Le président russe veut des « preuves convaincantes » pour soutenir une éventuelle action militaire contre le régime syrien

Le président russe, Vladimir Poutine, serait-il prêt à lâcher le régime de Bachar el-Assad si ce dernier est coupable d’avoir utilisé des armes chimiques? C’est du moins ce qu’il a laissé entendre lors d’un entretien accordé à l’agence de presse AP et à la chaîne Perviy Kanal, ce 4 septembre. Mieux même : il a affirmé que la Russie serait prête à agir « résolument » si tel était le cas, quitte à soutenir une intervention militaire conduite par les Etats-Unis.

Et, dans le même temps, et sans en donner la raison, Vladimir Poutine a fait savoir que la livraison des systèmes de défense aérienne S-300 destinés à la Syrie avait été suspendue.

Est-ce là une inflexion de la position du maître du Kremlin à l’égard du dossier syrien? Pas vraiment. Le report de la livraison des S-300 à la Syrie avait déjà été annoncé par Moscou en juin dernier. Et le président Poutine a posé des conditions pour que la Russie puisse éventuellement revoir ses options. C’est à dire que les preuves établissant la responsabilité du régime de Damas dans l’usage d’armes chimiques devront être « convaincantes. » Et celles apportées par les services américains et français ne l’ont jusque-là pas été aux yeux des responsables russes.

« Pour nous convaincre, il faut nous présenter une étude approfondie du problème et l’existence de preuves évidentes permettant d’identifier ceux qui ont utilisé des armes chimiques ainsi que la nature des armes employées. Après cela, nous serons prêts à agir de la façon la plus résolue et la plus sérieuse possible », a en effet expliqué le président Poutine. Dans le cas contraire, une opération militaire menée contre la Syrie et sans l’aval du Conseil de sécurité de l’ONU serait vue comme une « agression » par Moscou.

« Si le Congrès américain qui examine l’autorisation d’un recours à la force contre le régime de Damas donnait son feu vert à des frappes, les Etats-Unis autoriseraient une agression, car tout ce qui se fait en dehors du Conseil de sécurité de l’ONU est une agression, à l’exception de l’autodéfense », a encore précisé le président Poutine, plus tard, devant les membres du conseil des droits de l’homme au Kremlin. « Mais la Syrie, comme on sait, n’attaque pas les Etats-Unis, il ne peut donc être question de défense », a-t-il ajouté.

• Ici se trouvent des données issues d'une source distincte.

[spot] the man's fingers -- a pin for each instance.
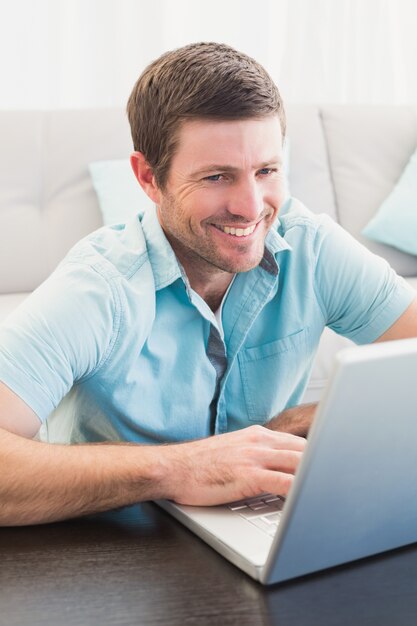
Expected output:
(278, 483)
(282, 460)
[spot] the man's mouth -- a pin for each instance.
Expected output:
(237, 232)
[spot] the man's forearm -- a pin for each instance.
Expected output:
(296, 420)
(44, 482)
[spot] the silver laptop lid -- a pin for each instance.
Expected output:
(353, 495)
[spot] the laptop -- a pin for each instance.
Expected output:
(354, 492)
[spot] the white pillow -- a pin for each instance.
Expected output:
(119, 194)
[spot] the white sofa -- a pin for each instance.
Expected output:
(344, 160)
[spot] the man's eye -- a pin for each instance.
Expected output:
(214, 178)
(266, 170)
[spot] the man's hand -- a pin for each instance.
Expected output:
(296, 420)
(232, 466)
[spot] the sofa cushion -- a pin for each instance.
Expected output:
(309, 174)
(119, 194)
(47, 201)
(369, 148)
(395, 222)
(9, 302)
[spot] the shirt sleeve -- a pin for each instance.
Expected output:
(59, 335)
(360, 294)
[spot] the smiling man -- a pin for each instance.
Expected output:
(193, 325)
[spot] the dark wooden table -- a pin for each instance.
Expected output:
(140, 566)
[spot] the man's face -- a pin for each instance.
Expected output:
(223, 193)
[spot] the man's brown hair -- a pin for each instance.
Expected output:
(200, 80)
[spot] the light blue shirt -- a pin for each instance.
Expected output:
(115, 345)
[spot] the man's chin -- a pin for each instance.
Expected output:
(237, 266)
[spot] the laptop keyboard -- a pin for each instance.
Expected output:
(263, 511)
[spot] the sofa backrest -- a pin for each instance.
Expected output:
(344, 160)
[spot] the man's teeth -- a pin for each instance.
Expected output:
(238, 232)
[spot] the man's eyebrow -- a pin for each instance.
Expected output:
(219, 167)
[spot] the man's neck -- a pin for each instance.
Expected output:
(211, 291)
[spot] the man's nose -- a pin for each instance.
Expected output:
(246, 201)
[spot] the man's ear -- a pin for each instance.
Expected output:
(144, 174)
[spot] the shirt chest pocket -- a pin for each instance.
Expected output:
(272, 373)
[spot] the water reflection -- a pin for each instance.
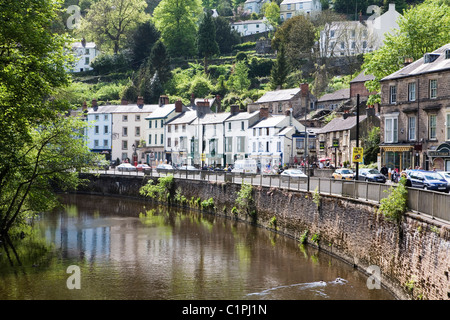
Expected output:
(128, 249)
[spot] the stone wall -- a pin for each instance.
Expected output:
(416, 252)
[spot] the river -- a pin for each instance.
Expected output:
(128, 249)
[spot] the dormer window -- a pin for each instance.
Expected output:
(430, 57)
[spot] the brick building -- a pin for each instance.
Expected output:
(415, 114)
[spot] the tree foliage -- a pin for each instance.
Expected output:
(177, 22)
(422, 29)
(110, 22)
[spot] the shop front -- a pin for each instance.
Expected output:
(440, 158)
(399, 157)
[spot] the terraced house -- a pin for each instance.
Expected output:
(415, 114)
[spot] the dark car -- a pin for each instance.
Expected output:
(427, 180)
(371, 175)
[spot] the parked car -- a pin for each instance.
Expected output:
(371, 175)
(427, 180)
(343, 174)
(142, 167)
(164, 167)
(294, 174)
(188, 168)
(446, 176)
(126, 167)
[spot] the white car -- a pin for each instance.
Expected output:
(293, 174)
(126, 167)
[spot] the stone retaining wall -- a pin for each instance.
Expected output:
(416, 252)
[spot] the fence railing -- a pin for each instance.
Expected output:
(435, 204)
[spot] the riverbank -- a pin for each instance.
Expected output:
(412, 257)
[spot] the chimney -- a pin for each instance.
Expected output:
(178, 106)
(304, 89)
(263, 113)
(163, 100)
(94, 104)
(234, 109)
(140, 102)
(219, 103)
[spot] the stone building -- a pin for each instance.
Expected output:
(415, 114)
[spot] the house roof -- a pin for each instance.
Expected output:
(212, 118)
(184, 118)
(279, 95)
(341, 124)
(127, 108)
(420, 66)
(161, 112)
(341, 94)
(363, 77)
(242, 116)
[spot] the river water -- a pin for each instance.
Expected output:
(129, 249)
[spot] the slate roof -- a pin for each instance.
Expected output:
(279, 95)
(420, 67)
(340, 124)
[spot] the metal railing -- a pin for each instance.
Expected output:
(435, 204)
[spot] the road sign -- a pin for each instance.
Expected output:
(357, 155)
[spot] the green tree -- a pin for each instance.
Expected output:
(177, 22)
(142, 41)
(206, 39)
(37, 144)
(110, 22)
(226, 37)
(160, 62)
(239, 80)
(280, 70)
(422, 29)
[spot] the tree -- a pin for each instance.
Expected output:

En clair, il faudra aux Etats-Unis et à la France apporter des éléments plus probants que ceux jusqu’ici avancés pour accuser le régime de Bachar el-Assad d’avoir utilisé des armes chimiques. Et, manifestement, les informations des services de renseignement français rendues publiques le 2 septembre par le Premier ministre, Jean-Marc Ayrault, n’ont pas convaincu l’ensemble des responsables parlementaires qui en ont eu la primeur.

Cette note de « synthèse » compile en fait un faisceau de présomptions qui ne laissent aucun doute au sujet de l’usage de gaz neuro-toxiques par Damas. Seulement, elle passe un peu trop vite sur certaines affirmations, comme sur l’incapacité de la rébellion syrienne à mettre en oeuvre des armes chimiques. Du moins n’explique-t-elle pas pourquoi les rebelles n’en ont effectivement pas les moyens. De quoi prêter le flanc aux critiques…

« Ce qui a été rendu public, ce n’est pas une note des renseignements. C’est une note de Matignon qui a été faite par le cabinet d’Ayrault et qui rassemble probablement des éléments donnés par différents services de renseignements mais également  par les alliés, les étrangers », a ainsi affirmé, à TV5, Eric Dénécé, le directeur du Centre français de recherche sur le renseignement (CF2R), lequel s’était déjà montré critique lors de l’affaire libyenne. « L’équipe d’Ayrault et de Matignon qui a rédigé cette note n’a pris dans les  rapports qui leur ont été transmis que les éléments à charge. Dans tous ce qu’ils ont reçu comme papiers, il y avait peut-être des éléments qui disaient le contraire. Ils n’ont retenu que ce qui les interroge pour influencer l’opinion et les parlementaires », a-t-il poursuivi.